2020-02988 - Coupling and synchronization of circadian oscillators in peripheral organs: mathematical modeling and analysis

Contract type : Internship agreement

Level of qualifications required : Master's or equivalent

Other valued qualifications : M1 or M2 student

Fonction : Internship Research

About the research centre or Inria department

The Inria Sophia Antipolis - Méditerranée center counts 34 research teams as well as 7 support departments. The center's staff (about 500 people including 320 Inria employees) is made up of scientists of different nationalities (250 foreigners of 50 nationalities), engineers, technicians and administrative staff. 1/3 of the staff are civil servants, the others are contractual agents. The majority of the center’s research teams are located in Sophia Antipolis and Nice in the Alpes-Maritimes. Four teams are based in Montpellier and two teams are hosted in Bologna in Italy and Athens. The Center is a founding member of Université Côte d'Azur and partner of the I-site MUSE supported by the University of Montpellier.

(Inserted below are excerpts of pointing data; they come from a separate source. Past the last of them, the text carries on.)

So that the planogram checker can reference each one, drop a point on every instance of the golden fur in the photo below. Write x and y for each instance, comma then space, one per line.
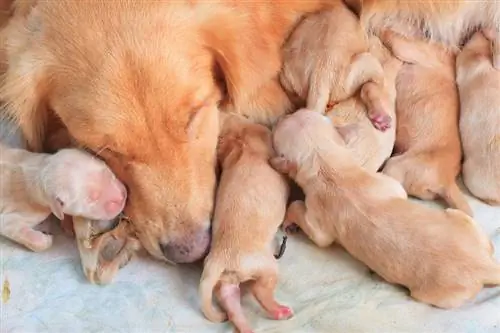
140, 83
479, 86
427, 136
369, 146
333, 65
250, 206
441, 256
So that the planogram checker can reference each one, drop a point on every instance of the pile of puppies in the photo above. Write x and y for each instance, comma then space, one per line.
364, 98
382, 95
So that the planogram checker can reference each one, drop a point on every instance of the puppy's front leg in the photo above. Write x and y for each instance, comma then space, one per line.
23, 233
493, 35
284, 166
297, 213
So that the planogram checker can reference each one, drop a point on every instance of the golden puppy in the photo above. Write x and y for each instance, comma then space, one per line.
427, 136
250, 206
140, 82
479, 87
34, 185
441, 256
370, 147
333, 65
105, 246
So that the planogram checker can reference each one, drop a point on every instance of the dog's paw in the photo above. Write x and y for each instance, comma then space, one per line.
381, 121
282, 313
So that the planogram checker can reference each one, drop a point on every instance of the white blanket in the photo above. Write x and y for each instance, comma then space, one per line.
328, 290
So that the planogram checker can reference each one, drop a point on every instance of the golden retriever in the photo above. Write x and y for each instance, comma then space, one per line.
369, 146
250, 206
34, 185
441, 256
141, 82
427, 109
333, 65
479, 87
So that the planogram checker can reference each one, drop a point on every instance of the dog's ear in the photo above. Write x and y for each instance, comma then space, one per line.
23, 91
56, 206
244, 58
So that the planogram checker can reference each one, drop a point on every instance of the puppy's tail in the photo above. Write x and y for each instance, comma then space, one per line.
455, 198
493, 275
208, 282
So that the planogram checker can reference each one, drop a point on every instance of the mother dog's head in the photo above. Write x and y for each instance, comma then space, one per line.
139, 84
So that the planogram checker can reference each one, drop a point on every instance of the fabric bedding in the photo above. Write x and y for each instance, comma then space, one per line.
328, 290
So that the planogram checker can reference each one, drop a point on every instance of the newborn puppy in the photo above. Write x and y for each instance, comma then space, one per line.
326, 60
441, 256
427, 136
105, 246
250, 206
370, 147
68, 182
479, 88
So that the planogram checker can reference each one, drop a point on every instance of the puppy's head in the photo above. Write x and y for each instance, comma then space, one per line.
476, 51
141, 89
80, 185
298, 135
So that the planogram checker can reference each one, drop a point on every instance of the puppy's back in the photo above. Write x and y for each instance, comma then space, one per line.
251, 197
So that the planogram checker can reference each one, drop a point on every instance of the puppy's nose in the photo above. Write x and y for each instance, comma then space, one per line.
190, 249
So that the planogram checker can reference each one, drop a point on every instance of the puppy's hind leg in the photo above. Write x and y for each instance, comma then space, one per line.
456, 199
297, 213
372, 96
229, 297
263, 290
493, 35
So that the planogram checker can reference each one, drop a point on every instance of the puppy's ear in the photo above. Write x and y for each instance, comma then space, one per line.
23, 91
56, 206
243, 61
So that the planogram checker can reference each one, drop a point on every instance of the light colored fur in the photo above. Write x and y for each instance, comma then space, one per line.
441, 256
479, 87
140, 82
370, 147
326, 59
427, 135
69, 182
250, 206
104, 249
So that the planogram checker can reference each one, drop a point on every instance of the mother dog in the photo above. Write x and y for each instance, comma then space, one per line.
140, 83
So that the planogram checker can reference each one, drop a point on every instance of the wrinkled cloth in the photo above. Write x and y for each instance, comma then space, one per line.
328, 290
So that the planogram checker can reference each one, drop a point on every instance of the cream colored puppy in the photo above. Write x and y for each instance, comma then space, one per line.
441, 256
370, 146
326, 60
250, 206
479, 87
427, 136
68, 182
105, 246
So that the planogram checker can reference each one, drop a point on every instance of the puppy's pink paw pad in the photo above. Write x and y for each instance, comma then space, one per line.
283, 312
290, 227
381, 121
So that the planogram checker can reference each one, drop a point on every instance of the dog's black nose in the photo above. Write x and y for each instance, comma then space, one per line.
190, 249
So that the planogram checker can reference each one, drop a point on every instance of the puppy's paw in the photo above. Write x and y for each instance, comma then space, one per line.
290, 227
282, 313
281, 164
34, 240
381, 120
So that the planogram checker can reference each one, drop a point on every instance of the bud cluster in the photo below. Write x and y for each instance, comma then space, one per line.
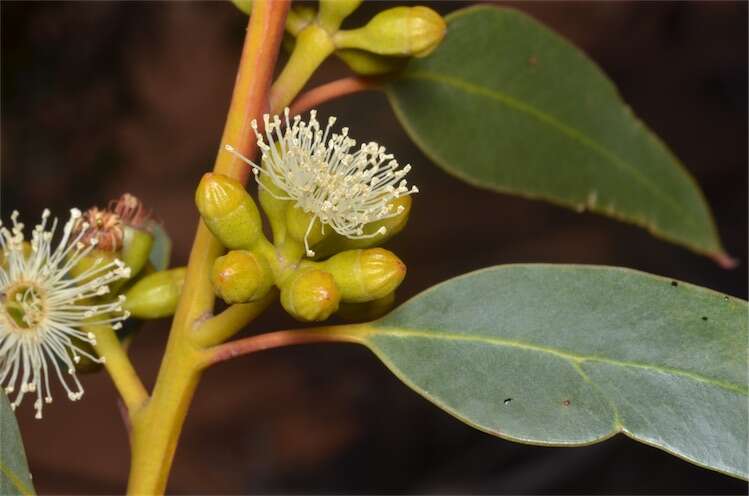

In mammalians, every cell contains its own circadian clock, a fundamental mechanism that controls many important cellular processes in a periodic way, with a 24 hour cycle. All the clocks are organized into a complex hierarchy that allows for the adaptation of the organism’s behavior and physiology to the alternating day/night sequence. However, very little is known on the coupling and synchronization of circadian clocks within the same tissue or the same organ.

In the liver, a large number of processes and a significant fraction of its genes are regulated by the circadian clock in a rhythmic way. Notably, the amplitude of circadian oscillations in the liver is observed to increase in response to a temporary absence of nutrition intake (Panda, 2016). This increase in amplitude may be due to different causes: for instance, a direct increase in each cell, or the fact that cells become synchronized may both lead to an increase in the population amplitude. In the latter case, synchronization of the cells may possibly be due to intercellular communication, through the exchange of diffusible molecules.

To test these and other hypotheses, we will construct a mathematical model for the circadian clock in the liver and study the coupling of two or more similar cells interacting through the exchange of some molecules in a diffusive way.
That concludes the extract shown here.